Playing for Heritage, in general, right now does not bring a whole lot of attention. That’s strange, considering the program has made the playoffs the past three years. 

But the Timberwolves know they are kind of being overlooked. The 4A Greater St. Helens League not only has two-time defending champion Skyview, it now has Union, the champion of the 3A GSHL the past two seasons. 

That just means there is no pressure on the Timberwolves, except the pressure applied by their own expectations.

“You can lay it all on the football field because you’ve got nothing to lose,” LaValley said.

Plus, no matter who is in the league, the Timberwolves have a goal of improving. The past few years, they have made it to the state qualifying round. Quigley said the program has stuttered recently because it has not been able to get to that next step.

Could this be the year that Heritage makes it to the state playoffs?

One final try:
Hoodenpyl, LaValley, and Quigley, along with the rest of the seniors, understand what is at stake.

“We don’t have a next year for football,” LaValley said. 

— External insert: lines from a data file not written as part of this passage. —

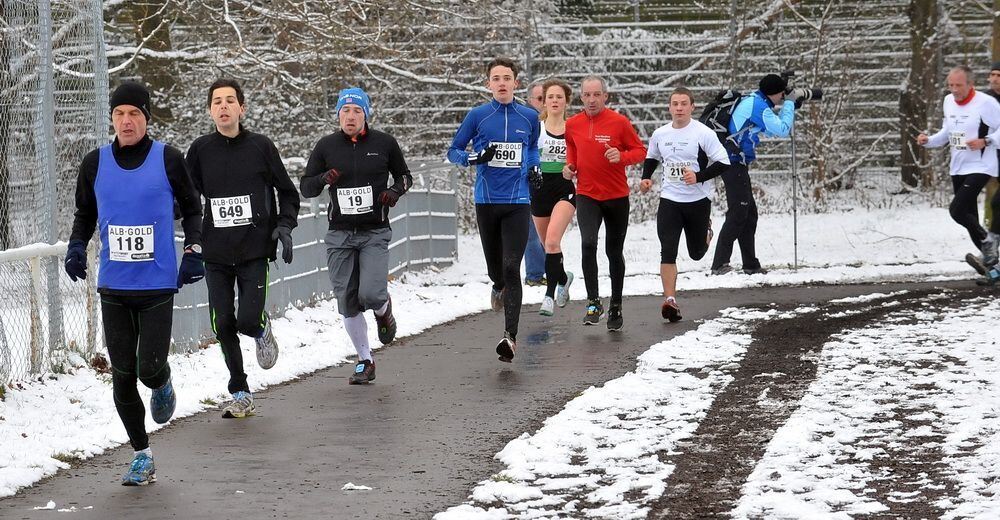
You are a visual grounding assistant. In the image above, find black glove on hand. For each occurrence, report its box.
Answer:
[323,168,348,186]
[378,188,402,208]
[271,226,292,264]
[469,144,497,165]
[177,249,205,289]
[63,240,87,282]
[528,166,544,190]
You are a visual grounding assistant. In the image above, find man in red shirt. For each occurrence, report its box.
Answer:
[563,76,646,330]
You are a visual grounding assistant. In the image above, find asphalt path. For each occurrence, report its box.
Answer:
[0,281,972,520]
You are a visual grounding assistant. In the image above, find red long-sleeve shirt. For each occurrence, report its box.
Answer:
[566,109,646,200]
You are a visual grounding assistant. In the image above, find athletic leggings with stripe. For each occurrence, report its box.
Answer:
[101,293,174,451]
[205,258,268,394]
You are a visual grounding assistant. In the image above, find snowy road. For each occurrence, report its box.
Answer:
[0,281,986,519]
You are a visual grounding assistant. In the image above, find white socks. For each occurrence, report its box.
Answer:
[344,312,374,361]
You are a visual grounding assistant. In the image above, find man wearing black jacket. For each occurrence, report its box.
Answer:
[65,82,205,486]
[187,79,299,418]
[299,88,413,384]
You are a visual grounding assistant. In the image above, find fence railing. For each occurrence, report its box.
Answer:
[0,165,458,385]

Hoodenpyl even has advice for the younger players, the ones who do have more chances. He wants them to recognize the importance now, not later. You see, Hoodenpyl acknowledged that he was not 100 percent committed to the offseason training prior to this past year.

“I wish I had realized last year how important it was to the seniors,” he said.

QB battle:
Heritage has not had to worry about the quarterback position the past three years. But now that Garrett Grayson is off to college, there is a battle for the starting role. Jake Dahlberg and Riley O’Dell, both juniors, are expected to receive plenty of opportunities to win the job. 

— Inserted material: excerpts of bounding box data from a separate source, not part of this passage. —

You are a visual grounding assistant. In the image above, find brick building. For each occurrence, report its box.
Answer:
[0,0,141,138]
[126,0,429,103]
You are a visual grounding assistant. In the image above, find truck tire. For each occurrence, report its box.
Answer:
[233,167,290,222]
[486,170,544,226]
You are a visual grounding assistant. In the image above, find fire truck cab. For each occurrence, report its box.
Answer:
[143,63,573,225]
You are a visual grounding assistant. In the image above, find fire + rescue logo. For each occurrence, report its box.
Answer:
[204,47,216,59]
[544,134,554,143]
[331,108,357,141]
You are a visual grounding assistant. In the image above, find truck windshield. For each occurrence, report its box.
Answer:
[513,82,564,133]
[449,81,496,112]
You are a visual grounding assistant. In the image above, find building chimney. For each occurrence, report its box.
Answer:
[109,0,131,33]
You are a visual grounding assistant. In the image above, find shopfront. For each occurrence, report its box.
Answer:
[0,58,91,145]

Coach Nate Becksted said a starter likely will be picked for Week 1 by the end of this week, but both QBs will get snaps in the first couple of weeks — non-league games against Issaquah and Mark Morris.

“We have to find out which one is going to win us some football games,” the coach said.

“Riley had a really good summer camp, and Jake had a good spring camp,” Becksted said. “They both bring some really positive things to the program. They both are leaders. They show up and work really hard.”

Overheard and observations:
Heritage started practice at McKenzie Stadium at 9 a.m. Monday. It was a sloppy beginning to the session. “Good thing we don’t play games at 9 in the morning on Mondays,” assistant coach Larry Blonsky said. By the way, the practice quickly turned from sloppy to satisfactory, especially for a fourth day of practice. … Most of the players have their names printed on tape, placed across their helmets. Dahlberg also has a nickname: The Snake.  The coaches teased him, he said, because had never heard of Kenny “The Snake” Stabler. “Left-handed quarterback, and you don’t know who Kenny Stabler is?” asked Becksted. To be fair, Stabler led the Oakland Raiders to victory in Super Bowl XI, roughly 17 years before Dahlberg was born.